20 julio 2016

El pasado de la Raza


"Dark Matter" fue una pequeña revelación el pasado verano. Era una de las series que Syfy estrenaba en su nueva estrategia de volver a sus orígenes, de programar otra vez títulos ambientados en el espacio o encuadrados en una ciencia ficción un poco más "dura", y ll,egaba de la mano de dos guionistas de la saga "Stargate", Paul Mullie y Joseph Mallozzi. Su punto de partida era interesante; la tripulación de una nave se despierta, de repente, sin recordar quiénes son ni cómo han llegado hasta ahí, y mientras intentan averiguar qué ha pasado, todos los enemigos que se crearon antes van a por ellos. Pero ha habido muchas series que luego no aprovechan ese punto de partida, así que siempre hay que tomárselo con cierta precaución.
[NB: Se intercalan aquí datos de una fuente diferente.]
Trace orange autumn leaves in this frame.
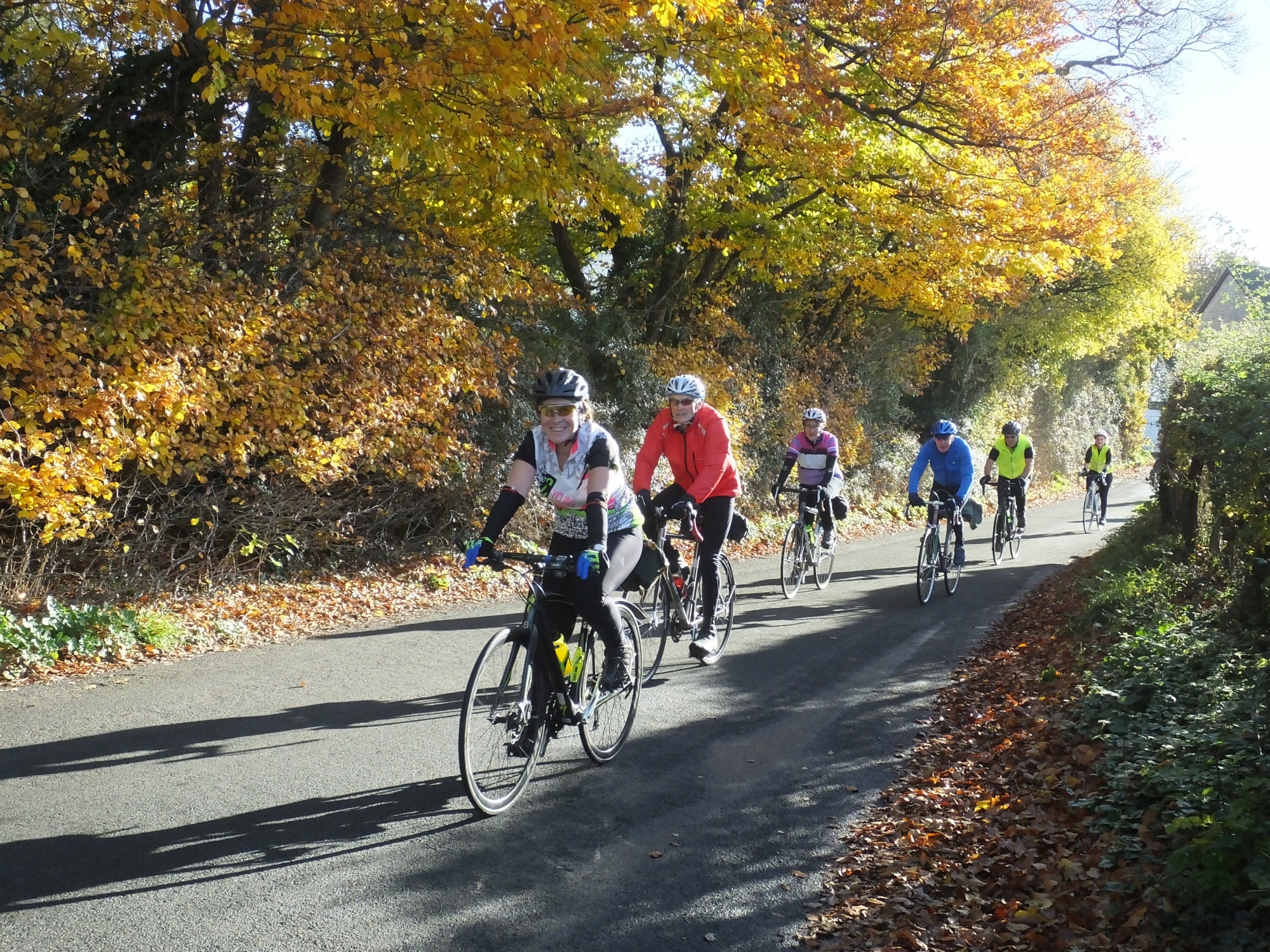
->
[0,0,1163,541]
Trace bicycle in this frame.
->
[641,506,737,684]
[1081,473,1102,532]
[781,486,833,598]
[982,476,1024,565]
[904,499,961,605]
[458,552,641,816]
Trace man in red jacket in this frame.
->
[631,373,740,659]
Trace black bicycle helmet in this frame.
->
[533,367,591,406]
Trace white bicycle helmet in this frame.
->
[665,373,706,400]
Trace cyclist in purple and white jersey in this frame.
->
[772,406,843,548]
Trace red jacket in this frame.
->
[631,404,740,503]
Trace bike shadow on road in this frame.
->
[0,691,464,781]
[318,611,523,641]
[0,777,474,911]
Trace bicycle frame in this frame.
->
[490,552,612,724]
[657,506,701,631]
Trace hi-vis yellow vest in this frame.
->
[992,435,1031,480]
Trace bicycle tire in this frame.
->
[917,528,940,605]
[781,519,806,598]
[812,546,833,592]
[931,519,963,595]
[458,627,547,816]
[640,572,674,687]
[578,604,644,764]
[697,556,737,664]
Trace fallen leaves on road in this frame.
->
[801,564,1170,952]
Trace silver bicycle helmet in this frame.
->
[665,373,706,400]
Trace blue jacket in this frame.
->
[908,437,974,503]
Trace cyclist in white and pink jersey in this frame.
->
[772,406,845,548]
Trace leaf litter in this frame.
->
[799,560,1176,952]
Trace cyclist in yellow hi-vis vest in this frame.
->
[1085,430,1111,526]
[979,420,1036,532]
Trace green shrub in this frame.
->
[137,608,189,651]
[1080,509,1270,947]
[0,598,189,680]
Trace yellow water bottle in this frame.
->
[564,645,582,682]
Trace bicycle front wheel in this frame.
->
[931,523,961,595]
[458,628,547,816]
[578,605,643,764]
[781,519,805,598]
[640,572,674,687]
[813,546,833,592]
[700,556,737,664]
[917,528,940,605]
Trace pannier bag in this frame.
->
[622,539,671,592]
[829,496,851,522]
[961,499,983,529]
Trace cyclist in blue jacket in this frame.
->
[908,420,974,565]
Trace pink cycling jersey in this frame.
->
[785,430,842,486]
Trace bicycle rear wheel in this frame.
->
[458,628,547,816]
[917,528,940,605]
[932,531,961,595]
[781,519,806,598]
[992,509,1006,565]
[700,556,737,664]
[639,572,674,687]
[578,605,643,764]
[812,546,833,592]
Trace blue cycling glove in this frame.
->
[578,548,608,580]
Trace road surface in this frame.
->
[0,482,1148,952]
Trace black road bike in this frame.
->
[904,499,961,605]
[641,506,737,684]
[458,552,643,816]
[983,476,1024,565]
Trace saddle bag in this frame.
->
[961,499,983,529]
[621,539,671,592]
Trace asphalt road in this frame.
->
[0,482,1148,952]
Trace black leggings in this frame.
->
[540,527,644,652]
[798,486,833,532]
[997,473,1027,528]
[1085,470,1111,519]
[927,482,965,546]
[649,482,737,637]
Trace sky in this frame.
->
[1147,0,1270,265]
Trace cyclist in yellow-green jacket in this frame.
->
[979,420,1036,532]
[1085,430,1111,526]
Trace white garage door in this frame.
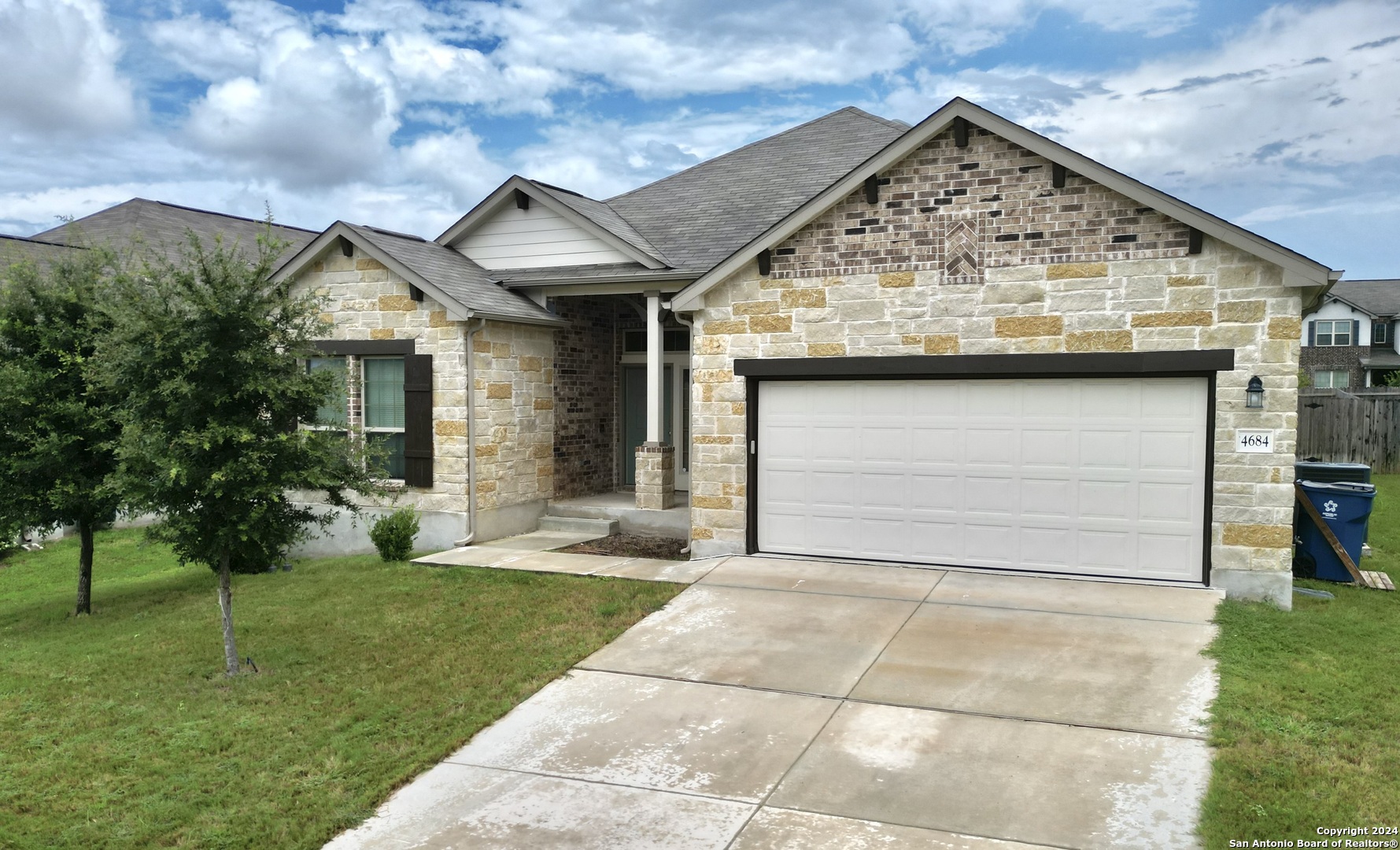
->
[756,378,1206,582]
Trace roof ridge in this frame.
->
[127,198,322,234]
[604,106,909,206]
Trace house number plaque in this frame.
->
[1235,430,1274,453]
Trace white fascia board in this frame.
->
[674,98,1341,311]
[273,221,475,322]
[434,175,667,269]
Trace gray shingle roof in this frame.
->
[0,234,81,269]
[1328,280,1400,316]
[608,106,909,272]
[34,198,318,261]
[345,223,561,323]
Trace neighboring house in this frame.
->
[2,99,1340,606]
[1299,280,1400,388]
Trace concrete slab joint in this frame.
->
[637,442,676,511]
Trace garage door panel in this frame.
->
[910,427,963,464]
[755,378,1210,581]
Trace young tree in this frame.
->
[102,232,381,675]
[0,249,120,613]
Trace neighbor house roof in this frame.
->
[34,198,316,261]
[0,234,79,269]
[669,98,1341,311]
[1327,280,1400,316]
[275,221,566,325]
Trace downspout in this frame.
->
[453,314,486,546]
[662,301,696,555]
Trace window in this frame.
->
[307,357,349,430]
[361,357,403,479]
[1313,320,1353,346]
[1313,370,1351,390]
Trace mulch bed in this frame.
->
[554,534,687,560]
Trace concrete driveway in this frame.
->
[329,557,1221,850]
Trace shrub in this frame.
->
[370,508,419,560]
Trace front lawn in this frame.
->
[0,530,681,848]
[1201,475,1400,850]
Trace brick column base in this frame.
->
[637,442,676,511]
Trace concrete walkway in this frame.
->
[413,530,724,584]
[329,557,1221,850]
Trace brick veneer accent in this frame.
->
[1298,346,1386,386]
[553,297,619,498]
[771,129,1190,283]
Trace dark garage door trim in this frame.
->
[733,349,1235,584]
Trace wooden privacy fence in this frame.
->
[1298,386,1400,472]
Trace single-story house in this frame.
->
[1299,280,1400,390]
[10,99,1340,606]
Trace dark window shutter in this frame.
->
[403,354,433,487]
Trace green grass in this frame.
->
[0,530,681,850]
[1201,475,1400,850]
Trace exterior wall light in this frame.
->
[1245,375,1264,409]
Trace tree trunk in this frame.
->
[73,519,92,615]
[219,549,238,676]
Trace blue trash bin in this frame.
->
[1298,482,1376,581]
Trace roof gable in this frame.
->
[437,175,665,269]
[672,98,1340,311]
[275,221,566,325]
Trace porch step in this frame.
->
[539,515,618,538]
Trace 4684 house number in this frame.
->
[1235,430,1274,453]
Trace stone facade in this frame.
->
[771,129,1188,286]
[295,248,554,550]
[553,297,615,498]
[690,135,1302,605]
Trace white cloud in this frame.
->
[0,0,137,136]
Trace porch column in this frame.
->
[636,291,676,511]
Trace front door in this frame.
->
[622,363,690,490]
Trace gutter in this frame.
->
[453,314,486,546]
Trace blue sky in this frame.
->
[0,0,1400,279]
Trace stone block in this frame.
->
[1166,275,1210,286]
[1221,523,1294,549]
[1132,309,1215,327]
[997,316,1058,339]
[379,295,419,312]
[914,333,959,354]
[749,315,792,333]
[1215,301,1265,322]
[1046,263,1109,280]
[778,287,826,309]
[731,301,781,316]
[1269,316,1303,339]
[1064,331,1132,352]
[981,283,1046,304]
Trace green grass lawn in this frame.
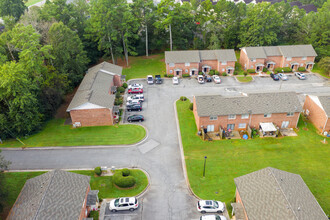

Con su segunda temporada ya empezada, puede decirse que "Dark Matter" es una space opera más que digna, y que mantiene la sensación de ligera imprevisibilidad, y de resistencia a adherirse a una fórmula, de su primera entrega. Sus capítulos siguen siendo bastante autoconlusivos (menos los dos primeros), pero ese problema que sus protagonistas tienen que solucionar en cada uno de ellos puede ser cualquier cosa. El hilo conductor de todos, y más en su segundo año, es la importancia del pasado en las vidas de los tripulantes de la nave Raza. No sólo por esas villanos de ese pasado, que no recuerdan, que los persiguen, sino por el tipo de personas que eran entonces. ¿Querrían volver atrás si tuvieran la oportunidad?

Ahí es donde está lo más interesante de la serie. La construcción de los mercenarios de la Raza está dando sus frutos, incluso con giros sorprendentes en el caso de alguno de ellos, y que hayan aceptado quiénes son ahora permite que dejen a un lado, por ahora, las desconfianzas con las que arrancaron la historia. Su viaje pasa a ser uno de supervivencia y de contraataque, porque están decididos a averiguar por qué todo el mundo tiene tanto interés es manipularlos o, en su defecto, en verlos muertos. El mini-arco de la prisión galáctica sirvió para afianzar el sentimiento de equipo entre Dos, Tres, Cuatro y Cinco, y lo interesante ahora será ver cómo responden a esa conspiración formada a su alrededor.

Hay nuevos integrantes en "Dark Matter", de los que todavía sabemos poco, y la Androide continúa con su particular evolución, y la segunda temporada ha planteado varias cuestiones (especialmente alrededor de Jace Corso y de Cinco) cuyas resoluciones pueden dejar buenos momentos. No es la serie del verano, la que va a tener a todo el mundo hablando sin parar, pero sí que sabe bastante bien lo que es y lo que quiere hacer, y sus nuevos episodios son más una evolución gradual de lo visto al principio que un gran salto. Eso siempre es de agradecer.